Chad Bostick became a landscape architect in 2009. Soon after, due to a dispute, Bostick resigned from a position he held with GRC Design Group.

In February 2010, a complaint was filed alleging that Bostick, while still employed with GRC, “misrepresented himself to clients as part owner in [GRC] and as a result had clients write checks payable to him which he cashed for his own personal use.”

The complaint also noted that Bostick denied the fraud allegations, stating “the clients in question paid me directly for the intellectual property that I provided for them, and were completely satisfied with the work that they received. Their payment was not directed by me, nor was it based upon any misrepresentation or fraudulent act whatsoever.”

The hearing officer, however, found that Bostick committed several violations including fraud, negligence, and willful misconduct, which the board accepted in their ruling, suspending Bostick’s license for one year and imposing a $250 fine.

“The Board finds that Bostick’s actions… show fraud or deceit… show negligence or willful misconduct… show conduct involving fraud or wanton disregard of the rights of others.”

Bostick appealed the board’s order on May 12, 2014. On May 22, 2014, the trial court ruled in favor of Bostick, overturning the board’s holding. “The section of the Board’s Order labeled: ‘Findings of Fact’ contains no findings of fact on any significant disputed issues. It simply recited undisputed testimony and recited, but did not resolve, conflicting testimony on several relatively minor points.” The court said.

Agreeing with Bostick’s claim that his conduct was done in “good faith,” the trial court asserted, “Neither the hearing officer’s Recommended Order nor the Board’s Order adopting it cited any evidence or made any specific finding that these deposits were made with fraudulent intent.
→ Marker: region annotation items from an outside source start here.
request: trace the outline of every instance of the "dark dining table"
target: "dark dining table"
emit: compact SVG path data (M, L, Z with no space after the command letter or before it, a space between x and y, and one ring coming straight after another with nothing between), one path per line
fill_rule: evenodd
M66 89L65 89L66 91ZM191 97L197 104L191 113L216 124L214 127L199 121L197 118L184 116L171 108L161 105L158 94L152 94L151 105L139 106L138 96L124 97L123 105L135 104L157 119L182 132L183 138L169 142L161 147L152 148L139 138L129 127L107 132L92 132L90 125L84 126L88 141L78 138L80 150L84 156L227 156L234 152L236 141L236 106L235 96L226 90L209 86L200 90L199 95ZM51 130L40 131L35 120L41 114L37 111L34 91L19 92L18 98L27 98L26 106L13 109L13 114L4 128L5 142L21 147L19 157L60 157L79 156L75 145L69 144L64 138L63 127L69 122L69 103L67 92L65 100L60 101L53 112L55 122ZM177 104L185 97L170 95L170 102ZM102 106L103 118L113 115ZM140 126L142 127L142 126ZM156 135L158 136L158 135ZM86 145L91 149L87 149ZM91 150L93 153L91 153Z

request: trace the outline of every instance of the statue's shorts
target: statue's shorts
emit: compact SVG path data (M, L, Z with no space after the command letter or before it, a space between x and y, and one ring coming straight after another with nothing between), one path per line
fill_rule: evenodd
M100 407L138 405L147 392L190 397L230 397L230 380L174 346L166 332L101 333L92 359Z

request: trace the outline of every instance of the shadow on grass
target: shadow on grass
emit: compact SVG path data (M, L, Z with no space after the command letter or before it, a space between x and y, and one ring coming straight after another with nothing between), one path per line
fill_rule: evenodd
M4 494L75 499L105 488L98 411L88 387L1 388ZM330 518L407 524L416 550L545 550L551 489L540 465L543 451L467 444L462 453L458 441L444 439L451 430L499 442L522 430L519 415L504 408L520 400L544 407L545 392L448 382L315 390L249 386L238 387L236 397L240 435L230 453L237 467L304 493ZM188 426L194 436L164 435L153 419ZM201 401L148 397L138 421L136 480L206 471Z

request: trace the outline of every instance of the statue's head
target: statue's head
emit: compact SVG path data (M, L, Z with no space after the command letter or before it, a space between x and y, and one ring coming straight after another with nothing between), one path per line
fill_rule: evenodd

The Board’s Order appears to equate the making of the deposit with fraud…. The Board’s Order states only in conclusory form that ‘the charges against Mr. Bostick have been substantially proved,’ … and that Mr. Bostick’s actions ‘showed’ fraud or deceit, negligence or willful misconduct, and fraud or wanton disregard of the rights of others….”

In appealing that trial court’s ruling, the board raised two issues: whether the trial court “failed to apply the correct legal standards for review of an administrative decision, and whether the trial court erred in relying on inapplicable legal authority.”

In reversing and remanding the trial court’s decision, Judge Donaldson of the Court of Appeals noted that a court considering an administrative decision cannot reinterpret the evidence for the agency. Rather, “an agency’s interpretation of its own rule or regulation must stand if it is reasonable, even though it may not appear as reasonable as some other interpretation.”

The factual finding that Bostick acted in “good faith” could not be made by the trial court in the judicial-review process, the Court of Appeals said. “Judicial review of an administrative decision by the Court of Civil Appeals, just like that of the circuit court, is limited to ascertaining whether the decision is supported by substantial evidence, that is, evidence of such weight and quality that fair-minded persons in the exercise of impartial judgment can reasonably infer the existence of the fact sought to be proved…. A court reviewing an administrative decision is not authorized to reweigh the evidence or to substitute its decisions as to the weight and credibility of the evidence for those of the agency.”

“Applying the deferential standard of judicial review of an administrative agency decision, we hold that there were no grounds to set aside the Board’s administrative order and sanctions imposed against its licensee, Bostick.”

Donaldson concluded that the record contained “substantial evidence, which if believed by the Board, would support the Board’s findings and conclusion that Bostick engaged in acts of deceit and willful misconduct while in the practice of landscape architecture.”